Winnemucca has about 7,200 people. We're staying in the Red Lion, which has a 24-h casino but it's real small.

We've decided not to go to Salt Lake, but instead to take 95 north from here to Boise. Trouble is, there is only 1 motel between Winnemucca and Boise, on the Nevada/Oregon border, and it's a 350-mile road or so. It's rainy etc so we are staying put here.

The road from Reno to Winnemucca is amazingly desolate desert surrounded by mountains. Next stop is famous potatoes.....

Tuesday, November 11, 2008

Reno to Salt Lake City

Today we leave Reno for SLC, Utah. Reno is as odd and full of faded glory as we imagined. Emma managed to win 5 times her stake in video poker - but the stake was only $1. It's cold here, around freezing, but seems warmer since it's bone dry. SLC is 8 hours drive, so we're not sure if we'll stay somewhere along the way.

The photo below of the Humboldt County Sheriff is for J!











Monday, November 10, 2008

Susanville, CA

MUTANT TROUT ... GIGOLO CHEF ... JUMPOFF JOE

Breakfast at the hippie cafe Keystone Diner (complete with "brindled" cat a la Irie) in Eugene, the "track city" (as in track and field, not tracks of your tears) was followed by a marathon drive through national forests to Susanville, CA, a close enough distance to Reno if you're sick of watching out for deer. Apparently Susanville's local lake contains a species of trout unique to the lake. Overheard at dinner was the chef clarifying to the waitresses that he was a gigolo (not a prostitute) in and around LA in his youth. Apparently only dinner and drinks was required, and anything more was "to his discretion."

Finally the prize for best placename on this leg goes to Jumpoff Joe Creek somewhere in southwest Oregon.

It's impressive how friendly the motel front desk staff everywhere we've been are - especially at $50 a night.
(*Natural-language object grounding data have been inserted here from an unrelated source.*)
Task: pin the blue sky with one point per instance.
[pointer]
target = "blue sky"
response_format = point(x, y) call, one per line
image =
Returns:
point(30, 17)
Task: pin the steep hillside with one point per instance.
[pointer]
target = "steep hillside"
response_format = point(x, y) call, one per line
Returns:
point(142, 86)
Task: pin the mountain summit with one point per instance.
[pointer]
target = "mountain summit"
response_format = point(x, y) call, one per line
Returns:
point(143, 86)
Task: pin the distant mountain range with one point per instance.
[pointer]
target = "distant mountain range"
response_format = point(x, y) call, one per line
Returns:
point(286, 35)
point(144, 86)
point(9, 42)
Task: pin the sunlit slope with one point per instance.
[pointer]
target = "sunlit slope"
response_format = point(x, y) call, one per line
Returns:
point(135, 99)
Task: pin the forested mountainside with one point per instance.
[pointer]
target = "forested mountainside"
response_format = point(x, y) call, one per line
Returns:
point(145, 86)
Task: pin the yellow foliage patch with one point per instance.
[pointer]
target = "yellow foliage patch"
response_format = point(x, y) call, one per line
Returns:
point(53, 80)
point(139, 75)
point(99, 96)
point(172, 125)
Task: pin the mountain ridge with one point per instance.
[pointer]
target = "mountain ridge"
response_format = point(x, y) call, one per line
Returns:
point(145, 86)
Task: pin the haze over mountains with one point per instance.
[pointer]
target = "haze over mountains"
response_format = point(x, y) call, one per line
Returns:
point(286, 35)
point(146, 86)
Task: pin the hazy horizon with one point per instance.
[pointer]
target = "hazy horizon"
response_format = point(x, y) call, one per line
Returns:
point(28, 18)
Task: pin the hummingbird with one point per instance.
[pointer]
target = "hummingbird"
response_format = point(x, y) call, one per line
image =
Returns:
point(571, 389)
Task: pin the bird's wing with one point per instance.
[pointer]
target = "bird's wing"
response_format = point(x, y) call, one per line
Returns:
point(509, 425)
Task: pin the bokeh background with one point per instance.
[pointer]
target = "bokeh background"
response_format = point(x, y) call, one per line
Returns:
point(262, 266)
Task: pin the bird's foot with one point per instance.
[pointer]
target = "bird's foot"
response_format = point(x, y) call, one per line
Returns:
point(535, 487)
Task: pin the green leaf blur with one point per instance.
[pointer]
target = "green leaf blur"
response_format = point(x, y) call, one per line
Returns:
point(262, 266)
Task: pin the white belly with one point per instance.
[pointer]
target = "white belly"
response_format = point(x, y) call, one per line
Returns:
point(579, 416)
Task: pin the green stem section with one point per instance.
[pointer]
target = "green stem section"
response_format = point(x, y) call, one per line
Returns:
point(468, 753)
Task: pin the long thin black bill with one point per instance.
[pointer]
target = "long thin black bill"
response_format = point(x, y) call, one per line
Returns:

Reno tomorrow - for now it's Sierra Nevada pale ale in bed!



Eugene, OR

If you can't define "republic", don't vote. So says Uncle Sam on a billboard somewhere on the I-5 in mid-Washington State. Nobody told this to Bo, the night clerk at the Timbers Motel in Eugene Oregon, who freely admitted he voted for Obama without once referring us to his personal definition of republic. 99% of the rooms at the Timbers appear to be smoking, this one included, so if freedom to smoke in motel rooms is representative of the health (metaphorical, not medical) of a republic, then consider Eugene a shining beacon in the murky vast seas of would-be republics.





















We also went to the Kennedy School, in Portland, earlier, which is as awesome as Dave claimed it was when he raved about it before we left:



















It is indeed an elementary school converted to a pub, brewery, restaurant, and hotel.